(CTN News) – Analysts view Cisco Systems’ (CSCO) acquisition of the cybersecurity software company Splunk (SPLK) as an “aggressive strategic play in cybersecurity,” because the purchase is valued at approximately $28 billion in equity value. The move is described as an “aggressive strategic play.”
Cisco’s Benefits From The Deal: What Does It Mean for Cisco?
The analysts at Wedbush Securities said that this deal is a great way for Cisco to prove that it is very much in the market for AI-driven software, and that it will be able to compete with its rivals such as Microsoft (MSFT), Google (GOOGL), Oracle (ORCL), Amazon (AMZN), Adobe (ADBE), IBM (IBM), Crowdstrike (CRWD) and Zscaler (ZS).
As Wedbush analysts wrote in a note published on Thursday morning, this was a well-designed strategic poker move that caught the Street off guard and enabled it to obtain a great unique software asset at a reasonable multiple.
In early trading on Thursday, shares of Cisco declined almost 4%, while Splunk shares rose more than 21% as the deal price presented an almost 31% premium over Wednesday’s closing price.
According to Splunk’s fiscal second-quarter results, it reported revenues of $911 million, with cloud revenues growing by 29% to $445 million during the period.
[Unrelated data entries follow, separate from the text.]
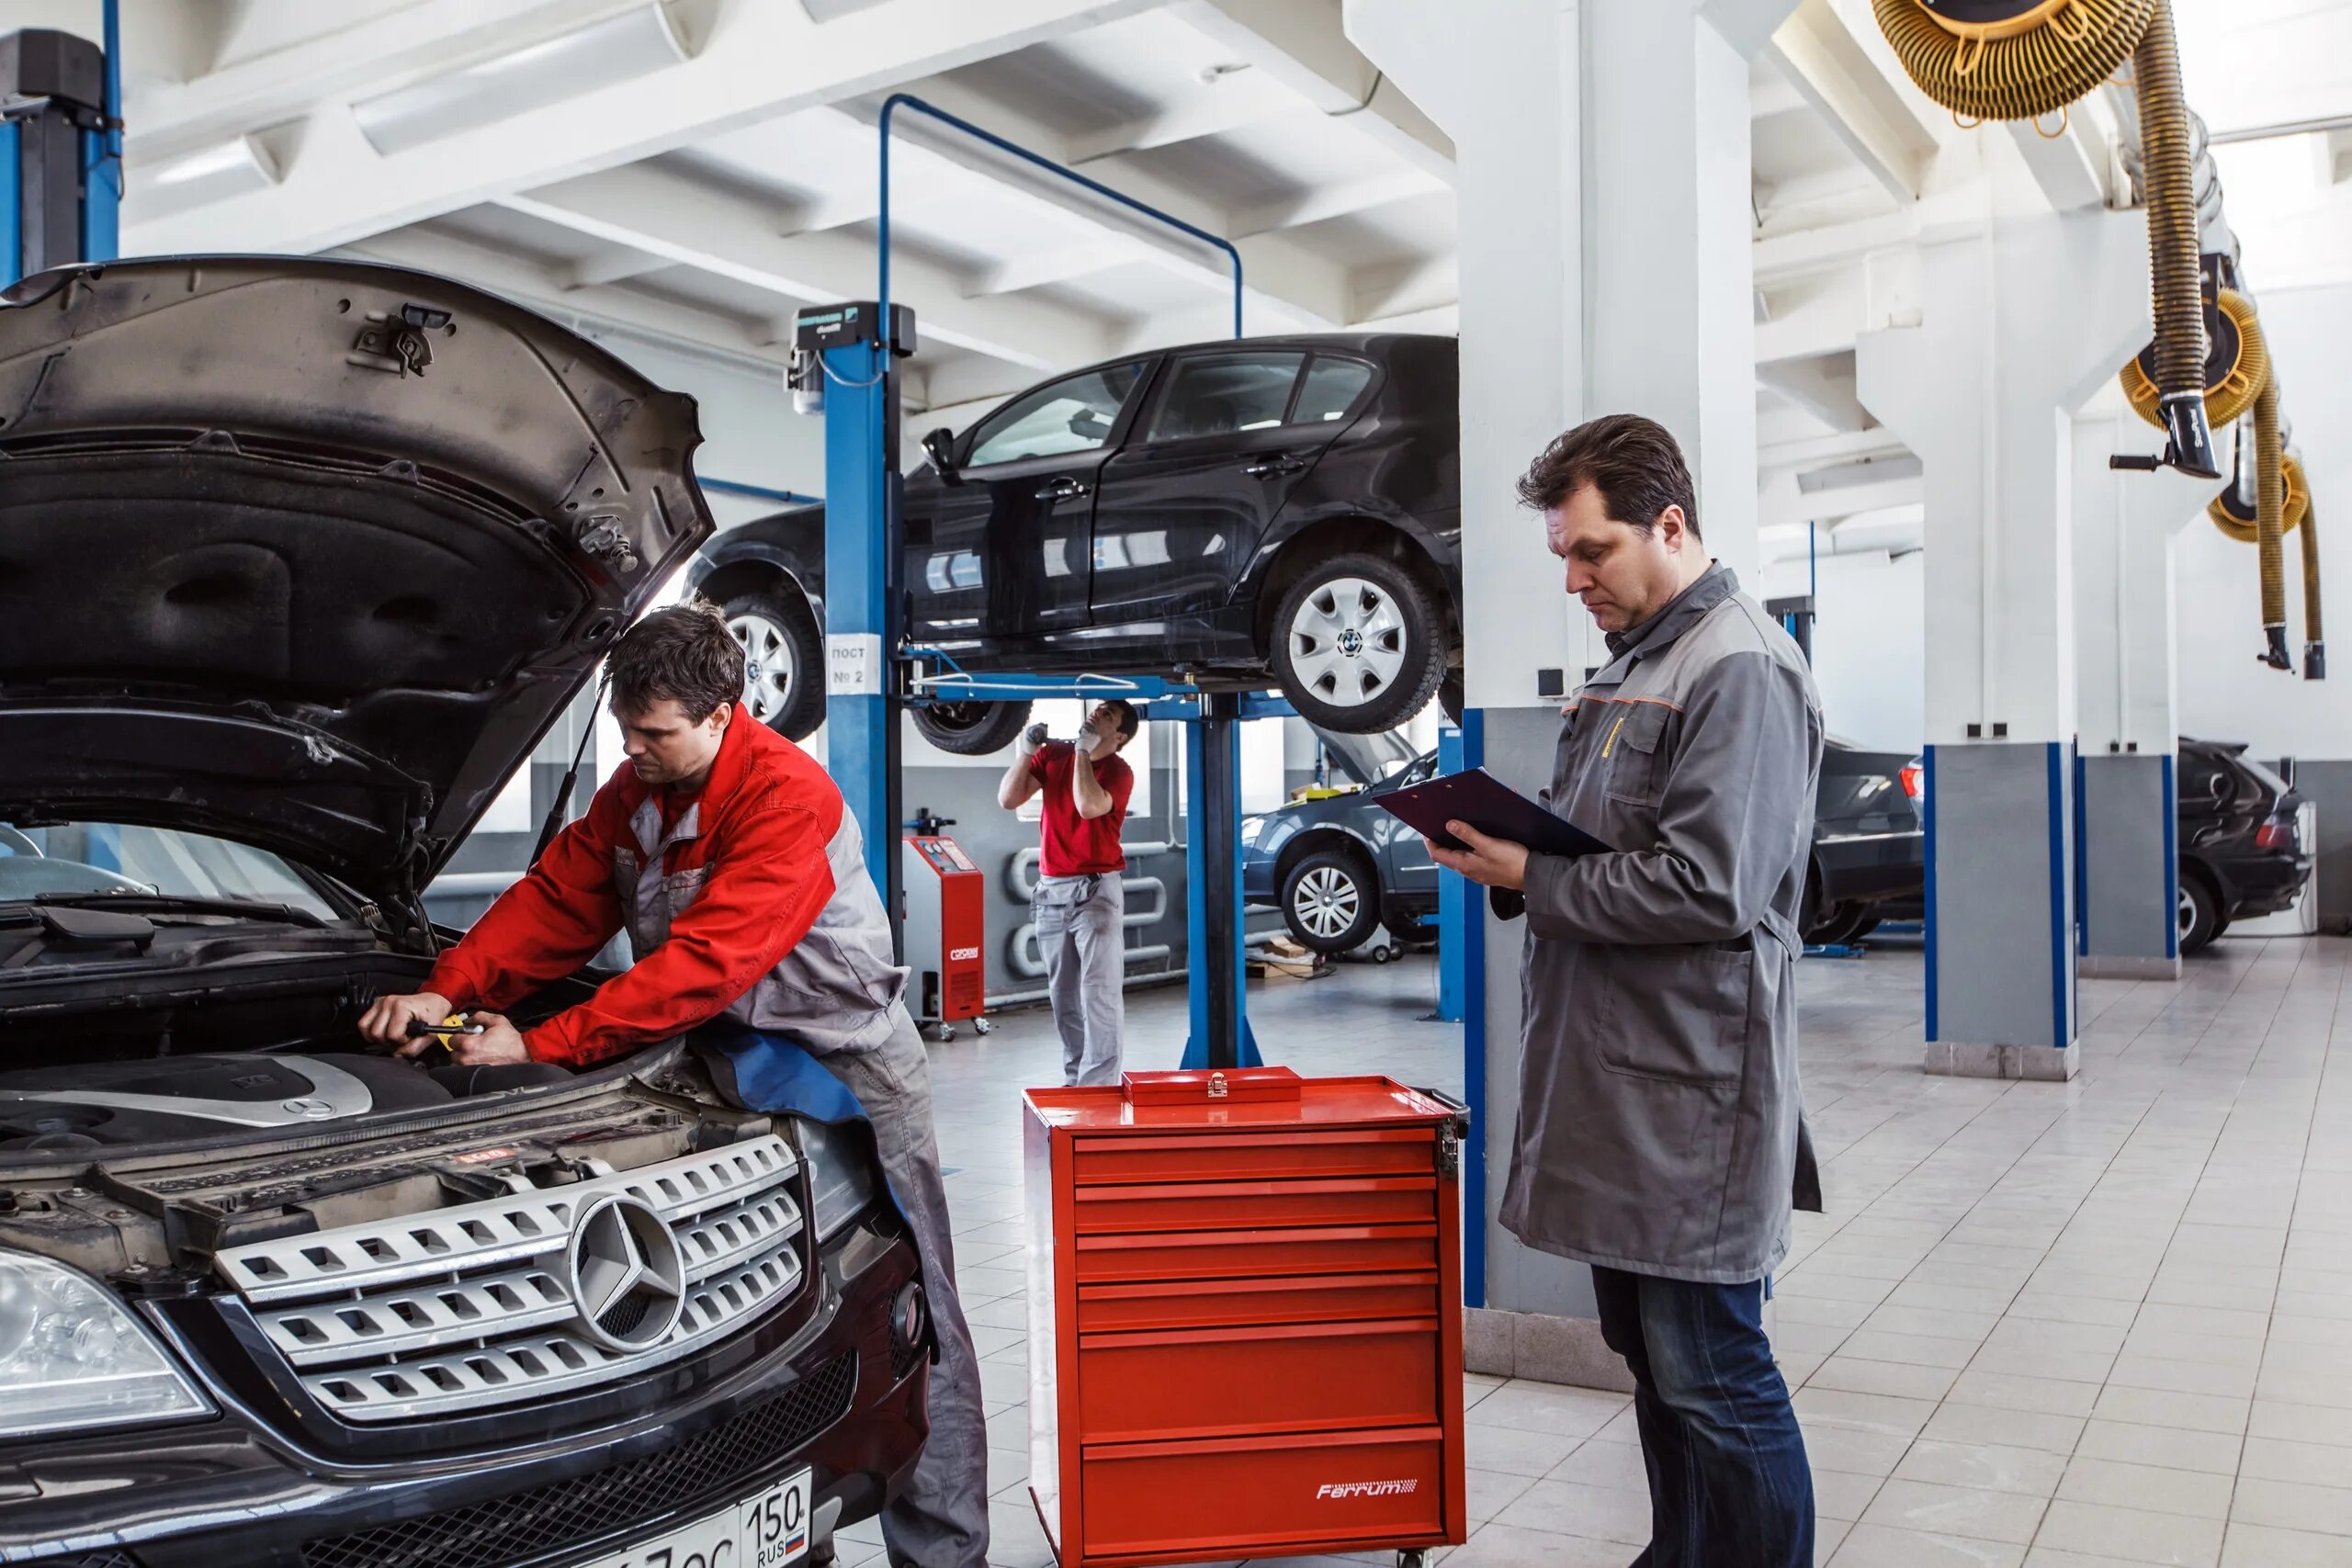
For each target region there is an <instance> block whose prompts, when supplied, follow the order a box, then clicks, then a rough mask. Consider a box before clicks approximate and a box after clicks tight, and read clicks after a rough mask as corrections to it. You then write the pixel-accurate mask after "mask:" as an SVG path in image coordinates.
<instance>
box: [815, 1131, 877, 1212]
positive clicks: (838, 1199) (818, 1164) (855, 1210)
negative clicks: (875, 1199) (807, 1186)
mask: <svg viewBox="0 0 2352 1568" xmlns="http://www.w3.org/2000/svg"><path fill="white" fill-rule="evenodd" d="M800 1157H802V1159H804V1161H809V1194H811V1201H814V1206H816V1213H814V1215H811V1218H814V1220H816V1239H818V1241H830V1239H833V1237H835V1234H837V1232H840V1229H842V1227H847V1225H849V1222H851V1220H856V1218H858V1215H861V1213H866V1211H868V1208H873V1201H875V1190H877V1185H875V1161H873V1157H870V1154H868V1152H866V1150H863V1147H858V1140H856V1138H849V1135H847V1133H842V1128H837V1126H826V1124H823V1121H802V1124H800Z"/></svg>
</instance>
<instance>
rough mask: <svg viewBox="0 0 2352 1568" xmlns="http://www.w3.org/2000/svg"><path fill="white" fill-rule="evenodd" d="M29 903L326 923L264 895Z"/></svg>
mask: <svg viewBox="0 0 2352 1568" xmlns="http://www.w3.org/2000/svg"><path fill="white" fill-rule="evenodd" d="M26 903H31V905H71V907H80V910H141V912H155V914H235V917H245V919H275V922H280V924H287V926H310V929H322V926H327V922H325V919H320V917H318V914H313V912H310V910H299V907H294V905H289V903H268V900H263V898H193V896H188V898H183V896H179V893H101V891H89V893H35V896H33V898H28V900H26Z"/></svg>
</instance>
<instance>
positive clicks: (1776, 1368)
mask: <svg viewBox="0 0 2352 1568" xmlns="http://www.w3.org/2000/svg"><path fill="white" fill-rule="evenodd" d="M1592 1293H1595V1298H1599V1319H1602V1340H1606V1342H1609V1349H1613V1352H1616V1354H1621V1356H1625V1366H1628V1371H1632V1380H1635V1396H1632V1413H1635V1422H1637V1425H1639V1429H1642V1460H1644V1462H1646V1465H1649V1512H1651V1523H1649V1535H1651V1540H1649V1549H1644V1552H1642V1556H1639V1559H1635V1568H1813V1469H1811V1465H1806V1458H1804V1434H1802V1432H1797V1413H1795V1410H1792V1408H1790V1403H1788V1385H1785V1382H1783V1380H1780V1368H1778V1366H1773V1359H1771V1345H1769V1342H1766V1340H1764V1319H1762V1314H1764V1286H1762V1281H1752V1284H1745V1286H1705V1284H1693V1281H1686V1279H1656V1276H1649V1274H1625V1272H1623V1269H1602V1267H1595V1269H1592Z"/></svg>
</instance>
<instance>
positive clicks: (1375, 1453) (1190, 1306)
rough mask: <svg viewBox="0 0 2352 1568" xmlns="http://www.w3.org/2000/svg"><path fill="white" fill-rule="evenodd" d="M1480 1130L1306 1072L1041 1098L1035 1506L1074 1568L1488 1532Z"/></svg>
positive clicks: (1034, 1220) (1276, 1073) (1084, 1091)
mask: <svg viewBox="0 0 2352 1568" xmlns="http://www.w3.org/2000/svg"><path fill="white" fill-rule="evenodd" d="M1461 1114H1463V1112H1461V1107H1458V1105H1454V1103H1449V1100H1442V1098H1437V1095H1430V1093H1425V1091H1418V1088H1406V1086H1402V1084H1395V1081H1390V1079H1376V1077H1362V1079H1301V1077H1298V1074H1294V1072H1291V1070H1289V1067H1247V1070H1235V1072H1131V1074H1127V1081H1124V1084H1122V1086H1103V1088H1035V1091H1030V1093H1028V1119H1025V1126H1023V1138H1025V1182H1028V1227H1030V1239H1028V1302H1030V1495H1033V1497H1035V1502H1037V1516H1040V1519H1042V1521H1044V1530H1047V1537H1049V1540H1051V1544H1054V1554H1056V1559H1058V1561H1061V1563H1063V1568H1143V1566H1150V1563H1197V1561H1232V1559H1247V1556H1308V1554H1324V1552H1381V1549H1397V1554H1399V1561H1406V1563H1411V1561H1418V1556H1421V1552H1425V1549H1428V1547H1442V1544H1454V1542H1461V1540H1465V1537H1468V1514H1465V1502H1463V1340H1461V1300H1463V1298H1461V1185H1458V1175H1456V1173H1458V1166H1461V1133H1463V1124H1461Z"/></svg>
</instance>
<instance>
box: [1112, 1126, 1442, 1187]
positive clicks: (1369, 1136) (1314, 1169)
mask: <svg viewBox="0 0 2352 1568" xmlns="http://www.w3.org/2000/svg"><path fill="white" fill-rule="evenodd" d="M1073 1157H1075V1159H1073V1164H1075V1171H1073V1180H1075V1182H1077V1185H1080V1187H1096V1185H1103V1182H1183V1180H1211V1182H1214V1180H1223V1178H1228V1175H1232V1173H1235V1171H1249V1173H1251V1175H1428V1173H1430V1171H1435V1166H1437V1133H1432V1131H1430V1128H1425V1126H1397V1128H1371V1126H1367V1128H1345V1131H1334V1133H1303V1131H1294V1128H1284V1131H1282V1133H1279V1135H1265V1133H1197V1135H1188V1138H1077V1140H1073Z"/></svg>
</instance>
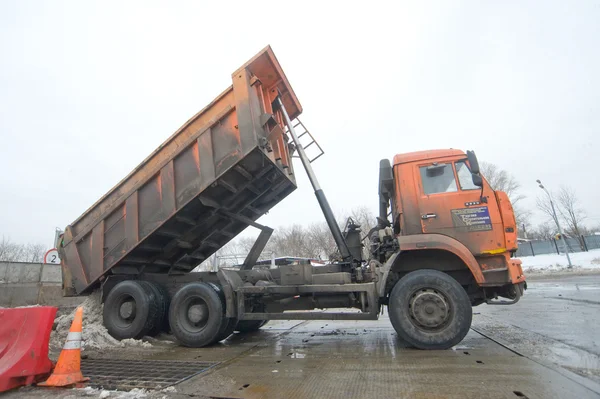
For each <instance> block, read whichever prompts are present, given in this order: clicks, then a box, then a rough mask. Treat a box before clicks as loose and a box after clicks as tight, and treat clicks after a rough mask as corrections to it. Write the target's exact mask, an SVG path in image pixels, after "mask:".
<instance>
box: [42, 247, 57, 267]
mask: <svg viewBox="0 0 600 399" xmlns="http://www.w3.org/2000/svg"><path fill="white" fill-rule="evenodd" d="M44 263H54V264H56V265H58V264H59V263H60V258H59V257H58V250H57V249H56V248H52V249H50V250H48V252H46V255H44Z"/></svg>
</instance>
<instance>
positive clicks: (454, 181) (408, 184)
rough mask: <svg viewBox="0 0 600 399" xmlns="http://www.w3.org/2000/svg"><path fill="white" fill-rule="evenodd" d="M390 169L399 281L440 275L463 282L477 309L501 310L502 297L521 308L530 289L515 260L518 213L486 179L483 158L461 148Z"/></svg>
mask: <svg viewBox="0 0 600 399" xmlns="http://www.w3.org/2000/svg"><path fill="white" fill-rule="evenodd" d="M469 153H470V154H469ZM382 164H384V165H389V163H388V162H387V161H386V160H384V161H382ZM389 167H390V168H391V169H392V172H391V173H390V171H389V170H386V169H387V167H386V166H384V167H383V168H381V173H382V174H384V176H380V187H381V186H382V185H383V186H384V187H382V188H383V190H384V191H385V193H383V195H384V197H383V198H382V201H383V202H386V201H387V200H388V199H389V203H390V206H391V219H392V220H391V223H392V230H393V234H394V236H395V238H396V240H397V242H398V246H399V250H400V255H399V256H398V258H397V260H396V264H395V265H393V266H392V267H391V270H392V271H393V272H396V273H397V274H398V276H397V278H398V279H399V278H401V277H402V275H403V274H404V273H406V272H409V271H411V270H416V269H421V268H423V267H429V268H434V269H437V270H441V271H444V272H445V273H449V274H450V275H452V276H453V277H455V279H457V280H458V281H459V282H460V283H461V285H463V286H464V287H465V289H467V291H468V293H469V297H470V299H471V303H472V305H478V304H480V303H483V302H487V303H490V304H492V303H495V302H494V300H496V299H497V297H498V296H501V297H505V298H508V299H509V300H510V302H516V301H517V300H518V298H519V297H520V295H521V294H522V293H523V290H524V289H525V287H526V284H525V276H524V275H523V270H522V268H521V261H520V260H518V259H515V258H513V257H512V255H513V254H514V253H515V251H516V250H517V230H516V222H515V215H514V211H513V209H512V206H511V203H510V201H509V199H508V196H507V195H506V193H504V192H502V191H495V190H493V189H492V187H491V186H490V185H489V183H488V182H487V181H486V180H485V177H483V176H481V175H480V174H479V165H478V162H477V158H476V157H475V154H474V153H472V152H468V153H467V154H465V153H464V152H463V151H460V150H455V149H442V150H430V151H419V152H412V153H406V154H398V155H396V156H395V157H394V158H393V166H389ZM390 175H391V176H390ZM390 177H391V179H390ZM380 191H381V189H380ZM381 195H382V193H381V192H380V196H381ZM382 216H383V215H380V218H381V217H382ZM502 303H507V302H506V301H505V302H502Z"/></svg>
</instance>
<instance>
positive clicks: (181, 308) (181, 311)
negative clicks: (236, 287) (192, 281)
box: [169, 283, 237, 348]
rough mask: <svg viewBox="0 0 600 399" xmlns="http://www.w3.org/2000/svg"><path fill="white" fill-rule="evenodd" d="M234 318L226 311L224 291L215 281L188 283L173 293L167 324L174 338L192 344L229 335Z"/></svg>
mask: <svg viewBox="0 0 600 399" xmlns="http://www.w3.org/2000/svg"><path fill="white" fill-rule="evenodd" d="M236 323H237V319H234V318H228V317H226V315H225V295H224V294H223V291H222V290H221V288H220V287H219V286H218V285H215V284H211V283H191V284H187V285H185V286H183V287H182V288H181V289H180V290H179V291H177V293H176V294H175V295H174V296H173V300H172V301H171V306H170V308H169V324H170V326H171V331H172V332H173V335H175V337H176V338H177V340H178V341H179V342H180V343H181V344H183V345H185V346H189V347H192V348H200V347H203V346H208V345H211V344H214V343H216V342H219V341H222V340H224V339H226V338H227V337H229V336H230V335H231V334H232V333H233V330H234V329H235V326H236Z"/></svg>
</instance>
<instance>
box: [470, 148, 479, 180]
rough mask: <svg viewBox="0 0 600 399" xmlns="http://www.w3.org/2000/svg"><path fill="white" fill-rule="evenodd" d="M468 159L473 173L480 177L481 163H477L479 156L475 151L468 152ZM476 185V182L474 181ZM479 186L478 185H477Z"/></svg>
mask: <svg viewBox="0 0 600 399" xmlns="http://www.w3.org/2000/svg"><path fill="white" fill-rule="evenodd" d="M467 159H468V160H469V166H471V173H473V174H475V175H478V174H479V162H478V161H477V156H476V155H475V152H473V151H467ZM473 183H475V180H473ZM475 184H477V183H475Z"/></svg>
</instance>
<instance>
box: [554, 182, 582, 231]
mask: <svg viewBox="0 0 600 399" xmlns="http://www.w3.org/2000/svg"><path fill="white" fill-rule="evenodd" d="M557 202H558V204H559V207H558V212H559V213H560V217H561V218H562V219H563V220H564V222H565V224H566V226H565V232H566V233H567V234H569V235H571V236H576V237H580V236H581V235H582V234H583V233H585V231H584V230H585V228H584V227H583V225H582V223H583V221H584V220H585V219H586V214H585V212H584V210H583V209H582V208H581V206H580V204H579V199H578V198H577V195H576V194H575V190H573V189H572V188H570V187H567V186H563V187H561V188H560V191H559V192H558V196H557Z"/></svg>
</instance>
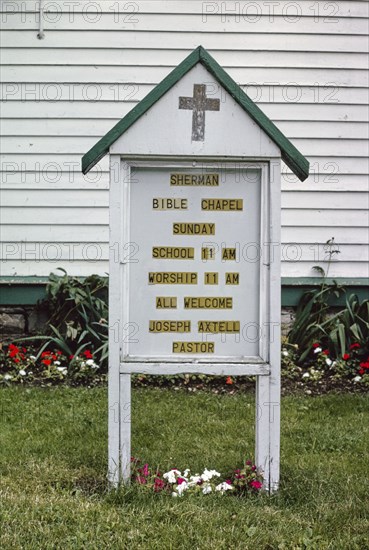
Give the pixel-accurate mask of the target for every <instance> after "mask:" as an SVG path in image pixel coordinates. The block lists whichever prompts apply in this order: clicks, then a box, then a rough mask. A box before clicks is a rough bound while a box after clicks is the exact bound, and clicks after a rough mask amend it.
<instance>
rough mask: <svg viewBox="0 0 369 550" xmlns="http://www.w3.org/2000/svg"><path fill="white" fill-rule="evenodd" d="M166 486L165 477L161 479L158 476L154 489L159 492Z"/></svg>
mask: <svg viewBox="0 0 369 550" xmlns="http://www.w3.org/2000/svg"><path fill="white" fill-rule="evenodd" d="M164 487H165V481H164V480H163V479H160V477H156V478H155V480H154V491H155V492H156V493H158V492H159V491H162V490H163V489H164Z"/></svg>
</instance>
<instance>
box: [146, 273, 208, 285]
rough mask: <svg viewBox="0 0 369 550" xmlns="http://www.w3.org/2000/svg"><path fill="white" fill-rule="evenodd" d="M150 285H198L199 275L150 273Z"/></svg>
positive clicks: (169, 273)
mask: <svg viewBox="0 0 369 550" xmlns="http://www.w3.org/2000/svg"><path fill="white" fill-rule="evenodd" d="M149 285H197V273H192V272H184V273H182V272H179V271H178V272H177V271H173V272H172V271H150V273H149Z"/></svg>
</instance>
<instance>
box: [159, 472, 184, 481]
mask: <svg viewBox="0 0 369 550" xmlns="http://www.w3.org/2000/svg"><path fill="white" fill-rule="evenodd" d="M180 475H181V472H180V471H179V470H170V472H166V473H165V474H163V478H164V479H167V480H168V483H176V481H177V478H176V476H180Z"/></svg>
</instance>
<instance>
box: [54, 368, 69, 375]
mask: <svg viewBox="0 0 369 550" xmlns="http://www.w3.org/2000/svg"><path fill="white" fill-rule="evenodd" d="M56 370H58V371H59V372H61V373H62V374H67V370H68V369H67V367H56Z"/></svg>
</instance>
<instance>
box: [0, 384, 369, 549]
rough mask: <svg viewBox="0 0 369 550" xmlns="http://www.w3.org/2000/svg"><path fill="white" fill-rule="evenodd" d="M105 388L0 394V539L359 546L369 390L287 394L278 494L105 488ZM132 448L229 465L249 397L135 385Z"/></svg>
mask: <svg viewBox="0 0 369 550" xmlns="http://www.w3.org/2000/svg"><path fill="white" fill-rule="evenodd" d="M106 394H107V392H106V389H105V388H95V389H92V390H85V389H67V388H54V389H38V388H31V389H25V388H19V387H18V388H10V389H5V388H4V389H2V390H0V413H1V425H0V472H1V477H0V521H1V526H0V548H1V549H2V550H7V549H18V548H22V549H23V548H24V549H51V548H52V549H59V548H60V549H63V550H65V549H82V548H83V549H86V548H87V549H105V548H109V549H126V548H127V549H134V550H135V549H141V548H144V549H150V550H151V549H177V548H178V549H182V548H184V549H186V548H189V549H194V550H195V549H208V548H211V549H213V550H217V549H230V548H232V549H233V548H237V549H255V550H272V549H281V550H282V549H283V550H284V549H291V550H293V549H294V550H299V549H316V550H323V549H332V550H344V549H349V550H356V549H357V550H363V549H368V548H369V535H368V534H369V481H368V456H369V396H366V395H326V396H320V397H292V396H291V397H284V398H283V402H282V406H283V411H282V457H281V463H282V472H281V474H282V483H281V489H280V491H279V492H278V494H276V495H273V496H272V497H268V496H267V495H263V496H259V497H251V498H243V499H240V498H236V497H234V496H231V495H227V496H223V497H221V496H220V495H209V496H206V497H205V496H202V497H192V498H186V497H185V498H183V499H178V498H177V499H173V498H171V497H167V496H163V495H156V496H155V495H146V494H143V493H142V492H140V491H138V490H137V488H134V487H132V488H130V489H123V490H121V491H119V492H112V493H110V494H109V493H107V492H106V477H105V476H106V463H107V401H106V398H107V395H106ZM132 406H133V430H132V431H133V434H132V437H133V442H132V447H133V453H134V454H135V456H138V457H142V458H144V459H145V460H147V461H148V462H149V463H150V464H152V465H156V464H160V466H161V467H162V468H169V467H173V466H177V467H179V468H184V467H187V466H191V468H192V469H193V470H199V469H200V468H203V467H205V466H206V467H209V468H210V467H211V468H213V467H214V468H217V469H218V470H220V471H228V470H229V469H231V468H235V467H237V466H238V465H240V464H241V462H242V459H243V457H247V458H252V457H253V447H254V398H253V396H252V395H250V394H246V395H233V396H230V395H228V396H227V395H225V396H224V395H223V396H219V395H212V394H209V393H196V394H189V393H184V392H182V391H166V390H157V389H140V390H135V391H134V392H133V404H132Z"/></svg>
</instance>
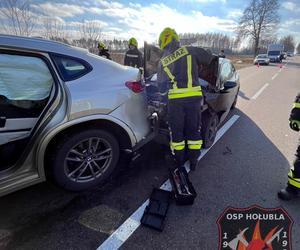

There are 15,000 customers for the company. The company said operating expenses declined by 2% from the previous year, while operating cash flow was up by 247% from the previous year, totaling $827 million.
In July, Splunk revealed a number of new AI capabilities and announced a partnership with Microsoft in order to provide enterprise security solutions on the latter’s Azure cloud platform.
In accordance with the terms of the acquisition, Splunk President and CEO Gary Steele will join Cisco’s executive team where he will report directly to Chairman and CEO Chuck Robbins.
As a result of this transaction, Cisco expects to be able to generate positive cash flow in the first fiscal year, while accelerating revenue growth and gross margins at the same time.
Activist investor Starboard Value LP has amassed a 7.8% stake in San Francisco-based Splunk, which has been the subject of takeover speculation since October 2022, when the company was announced that it had amassed a 7.8% stake in the company.
According to analysts at Wedbush Securities led by Dan Ives, this deal is a “monster deal” that could start a “tidal wave of software M&As in the future.”.